The layering I’d implemented into pdf() seemed to work with readers like Adobe Acrobat, and Ubuntu’s default Document Viewer – but not with the CS5 suite I had access too. I was gunning for layers not because I wanted to print PDFs with optional layers (although that’s nice), but I wanted PDFs that I could load into Illustrator (Ai) and have all the objects for each figure organized by layer. Then I could do wonderful-cool things like join all the segments that described the coastline and create clipping layers and shadow effects… really useful and practical stuff!

propietary layers, brilliant.

It turned out, I was exactly half way to nowhere. Ai and the other Adobe CS5 products are stubbornly and knowingly not complaint to the PDF specification: they don’t honor Optional content as layers. Instead, as I would learn, when you build layers in Ai, and then save to a PDF – the PDF specification is so pliant to an excess of data within the structure that they embed an Illustrator ?.ai file right there within it. Wikipedia refers to it as a dual-path approach. Awesome. Why write one file, when you can write two, one within another?! As far as I could figure out it’s a compressed postscript format that at one time was probably the grandfather of the PDF format itself.

There was no way I was going to convince the sloppy little pdf() to write a format I had no formal description of.

At this point I sadly tried to do something with ?.svg, but – very sad. Not even workable.

R groups

Then I had an epiphany: I realized that Ai had to honor clipping layers. In order to create a clipping layer you need two objects (an object to clip, and an object to specify the clipping) and in Illustrator those objects have to be grouped. pdf() was hierarchy agnostic up and to this point – every clipping layer was promptly created, and then closed as soon as possible to retain a constant object depth. Sometimes it would try to exit a dozen times or so – sometimes it would create the clipping layers multiple times over: once with something necessary inside, the next time with nothing. It was all rather noisy – but fortunately it had no care for the depth of the tree – it always wanted to be creating at the root.
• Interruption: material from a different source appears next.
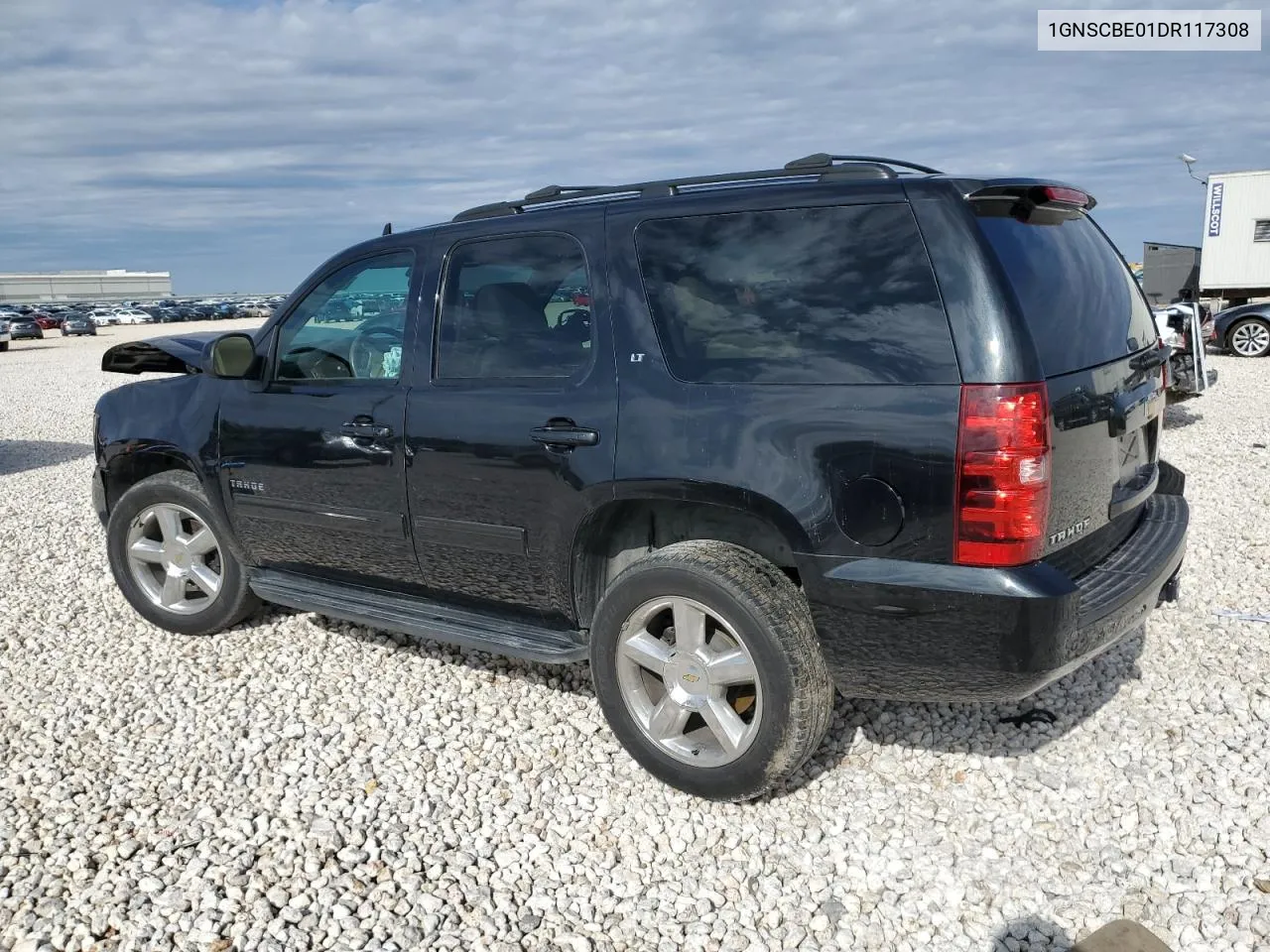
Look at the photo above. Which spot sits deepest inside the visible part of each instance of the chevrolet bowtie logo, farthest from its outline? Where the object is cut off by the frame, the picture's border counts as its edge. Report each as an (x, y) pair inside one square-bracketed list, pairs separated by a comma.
[(1129, 449)]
So I tricked it – every time I open an Optional Content group I bump the tree up one layer, and every time I leave a group I bump down one. I force the clip at the media size to so it has absolutely no effect on the content.

end
top

what to expect

Adobe CS# products load the new layers from pdf() as superfluous clipping groups. They’re unnecessary, but the objects being grouped within them makes it easy enough to reorganize the content to the intended state within 2 minutes. Otherwise, in viewers such as Acrobat and Document Viewer (in Ubuntu) the layers will just load up naturally: as layers. I haven’t set it up so you can appropriately name the layers, but that could be done if I get a sense that people are really that excited about it.

weeeEEEEeee..

usage

All I can provide right now is a patch for (2.16.0 Unsuffered Consequences). If you know what to do with that: good on you (you have to download the R source, patch it, build it, and install it). If you know what you’re doing it’s not all that difficult, if you don’t – maybe throw some comments down below so we can help everyone out – so I know where people commonly have problems.. (if you’re that motivated). I’ve used it on 32 and 64 bit linux machines – I doubt that it will work much differently on any other architecture. Nothing I changed was architecture specific, but what I’m not sure of is if there are other PDF engines in there. The extension that I edited was a rudimentary reinvent-the-wheel type of deal, and I was surprised to find that it wasn’t just a library. Some systems may load a library(?) if it’s available at compile time – maybe I just didn’t have that configured. I don’t really know – I’m not overly familiar with the grDevices available in R, I just thought I’d hack this together and see if it made a stir. If it does and there’s legitimate interest in putting it into the next release – well, we’ll just figure that out as it comes.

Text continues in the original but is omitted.